Many of the past ways we’ve addressed our human need to belong are disappearing. Increased mobility means fewer people live long in one place. Extended families have largely disappeared. And the diversity and complexity of our globalized world, while rich, also serves to weaken traditional ethnic and national bonds.
Has our modern Age of the Individual become, as philosophers have warned, an age of alienation, an age defined most by our isolation one from another. Or perhaps worse, will the future be defined most by fragmentation, as people, fearful of how big the world has become, retreat to gated communities and chat-rooms of the like-minded.
I suspect neither of these will be our fate. The human need for belonging and community is just too much in our bones to be lost to history. And fragmentation, while it may temporarily address such needs, in the long run undermines their fulfillment.
But community in the future will often look very different from what we have known in the past. And it will require new abilities—again capacities new to us as a species.
For example, like with each of our previous questions, community in the future will require a new kind of human responsibility. Community in times past was a given. It was our birthright—and ever present, like water to a fish. By contrast, we will have community in the future just to the degree we choose to make it a priority and consciously create it.
In addition, it will require, again, that we expand who we are and how we understand. Use past images to guide us and we become vulnerable to advocating outcomes that we not only could not achieve, but that we would not want to achieve. For example, if our ideal for community is the close-knit neighborhoods of our great grandparents’ days, we’ve got real problems. The sense of community our forebearers experienced was a product not just of place and proximity, but of often inviolable blood bonds and narrowly prescribed notions of appropriate behavior. Even if we could go back, we would likely feel our freedom and individuality intolerably stifled. Community in the future will require greater appreciation for who we each are as unique, whole, beings.
Along with this, community in the future will require greater acceptance of diversity, complexity, and change—dimension of experience that in times past we would have view as enemies of community. Community in a globally interconnected world will more and more involve people of diverse beliefs and hues. We will likely meet our needs for belonging in a growing multiplicity of ways: from shared locale, to the workplace, to avenues—many barely imagined—that utilize emerging communications technologies. And few of tomorrow’s new forms of belonging will be as once-and-for-all as the community bonds of times past.

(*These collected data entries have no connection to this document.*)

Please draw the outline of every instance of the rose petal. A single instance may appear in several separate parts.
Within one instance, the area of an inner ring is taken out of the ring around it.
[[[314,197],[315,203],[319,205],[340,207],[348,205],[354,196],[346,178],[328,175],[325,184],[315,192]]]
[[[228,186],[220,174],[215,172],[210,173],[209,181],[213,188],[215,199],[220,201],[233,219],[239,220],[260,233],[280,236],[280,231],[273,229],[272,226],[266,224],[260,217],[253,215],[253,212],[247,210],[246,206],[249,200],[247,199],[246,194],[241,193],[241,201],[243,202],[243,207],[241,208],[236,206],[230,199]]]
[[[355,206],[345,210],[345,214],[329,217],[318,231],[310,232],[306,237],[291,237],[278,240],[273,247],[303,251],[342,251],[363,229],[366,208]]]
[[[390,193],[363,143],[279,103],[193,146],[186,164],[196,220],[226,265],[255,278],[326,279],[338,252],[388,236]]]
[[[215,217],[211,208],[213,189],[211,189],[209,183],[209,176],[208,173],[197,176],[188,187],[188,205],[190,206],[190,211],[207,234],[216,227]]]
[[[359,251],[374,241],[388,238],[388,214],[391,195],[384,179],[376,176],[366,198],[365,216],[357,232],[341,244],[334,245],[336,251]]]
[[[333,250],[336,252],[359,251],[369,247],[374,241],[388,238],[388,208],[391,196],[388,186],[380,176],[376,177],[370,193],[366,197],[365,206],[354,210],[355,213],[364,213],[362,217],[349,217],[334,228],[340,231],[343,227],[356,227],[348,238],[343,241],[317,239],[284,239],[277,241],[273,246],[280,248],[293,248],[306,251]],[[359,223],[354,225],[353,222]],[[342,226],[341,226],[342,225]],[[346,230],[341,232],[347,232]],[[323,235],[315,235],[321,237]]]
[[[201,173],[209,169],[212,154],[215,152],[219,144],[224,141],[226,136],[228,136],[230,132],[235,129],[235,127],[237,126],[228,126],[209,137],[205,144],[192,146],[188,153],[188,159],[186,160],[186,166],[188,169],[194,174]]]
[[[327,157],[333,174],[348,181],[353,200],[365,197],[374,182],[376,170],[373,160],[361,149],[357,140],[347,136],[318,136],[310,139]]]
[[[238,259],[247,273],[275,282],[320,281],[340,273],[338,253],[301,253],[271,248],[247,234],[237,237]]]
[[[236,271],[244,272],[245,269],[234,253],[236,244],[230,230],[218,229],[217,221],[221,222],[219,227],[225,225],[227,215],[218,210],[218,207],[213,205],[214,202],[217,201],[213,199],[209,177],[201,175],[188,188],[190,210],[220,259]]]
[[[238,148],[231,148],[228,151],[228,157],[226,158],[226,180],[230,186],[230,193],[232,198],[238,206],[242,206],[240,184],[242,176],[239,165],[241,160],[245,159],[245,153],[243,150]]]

Garnering the maturity and perspective needed to address the future of belonging represents one of our time’s most important challenges. As with war and peace, love, progress, morality, and leadership, we are only beginning to grasp that the challenge is new, much less understand how to address it. In times ahead, it should be increasingly obvious not just that belonging and community ask new things of us, but that a world without them would be deeply impoverished. Indeed it would be simply unlivable.